By Albert Amateau
Albert Lisi, a longtime resident of the East Village and an explorer and photographer of ancient Mayan sites in Mexico and Guatemala and of Incan civilization in Peru and Ecuador, died Dec. 22 in Beth Israel Hospital after a brief illness. He was 80.
From 1964 to 1981, he visited and photographed little-known regions in the Amazon Basin and was among the first to encounter tribal people in the headwaters of the Amazon, said his friends and neighbors Bidyut Sarker and John Arthur Windsor.
He was the author of “Round Trip from Potun, a Journey in Search of the Maya,” published in 1969; “Machaquila, Through the Mayan Jungle to a Lost City,” published in 1965; and “Jungle Trip,” a 1991 narrative.
An advocate of preservation and conservation to stop deforestation caused by oil drilling, mining and logging exploitation in Peru, Ecuador and Brazil, he explored the tropical rainforest and its people despite civil upheavals, revolutions and economic turmoil.
Once while in the Guatemalan backcountry helping to restore a water-supply cistern for indigenous villagers, Lisi and his colleagues were captured by a military patrol on suspicion they were involved in rebel activity, his friends recalled. Lisi was brought before a local army commander, Captain Carlos Rios Montt, who later became president of Guatemala. Lisi convinced Rios Montt that he was an American citizen and engaged the officer in a long discussion about the plight of rural people and the responsibility of the authorities to improve it, his friends recalled.
Born Oct. 10, 1929, in New York City to John and Lina Facchin Lisi, he studied at the Art Students League of New York with the painter Raphael Soyer, at the Educational Alliance Art School and at the Lucas A. Steinem School of Metal Working.
He served in the Army in the late 1940s in Bavaria and Hamburg, and was involved in the recovery of art sequestered by the Germans during World War II from European collections.
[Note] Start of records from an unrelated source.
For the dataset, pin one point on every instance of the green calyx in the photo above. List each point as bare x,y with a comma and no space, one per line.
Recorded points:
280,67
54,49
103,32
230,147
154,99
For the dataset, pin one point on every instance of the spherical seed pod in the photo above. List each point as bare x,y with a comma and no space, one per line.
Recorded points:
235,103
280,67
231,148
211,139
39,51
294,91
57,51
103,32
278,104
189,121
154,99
After the service, he lived in France and Italy for several years, where he became acquainted with leading artists, including Man Ray, Morandi, Mark Rothko, Robert and Sonya Delaunay, and the philanthropist Florence Gould.
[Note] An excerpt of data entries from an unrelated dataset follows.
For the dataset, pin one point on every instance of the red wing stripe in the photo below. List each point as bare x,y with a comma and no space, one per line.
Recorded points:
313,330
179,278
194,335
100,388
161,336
There was a tradition in his French-Sephardic family that Lisi was derived from the French town of Lisieux and had earlier come from the Northern Italian name, Cillizzi. The family tradition held that Nostradamus (the French reputed seer, Michel de Nostredame, 1503-1566) was an ancestor. During World War II, the family’s French cousins faced deportation and death in Auschwitz, according to a narrative compiled by his friends and neighbors.
Lisi was married twice and had no children. He is survived by a cousin in Wallingford, Conn., where he was buried the last week in December.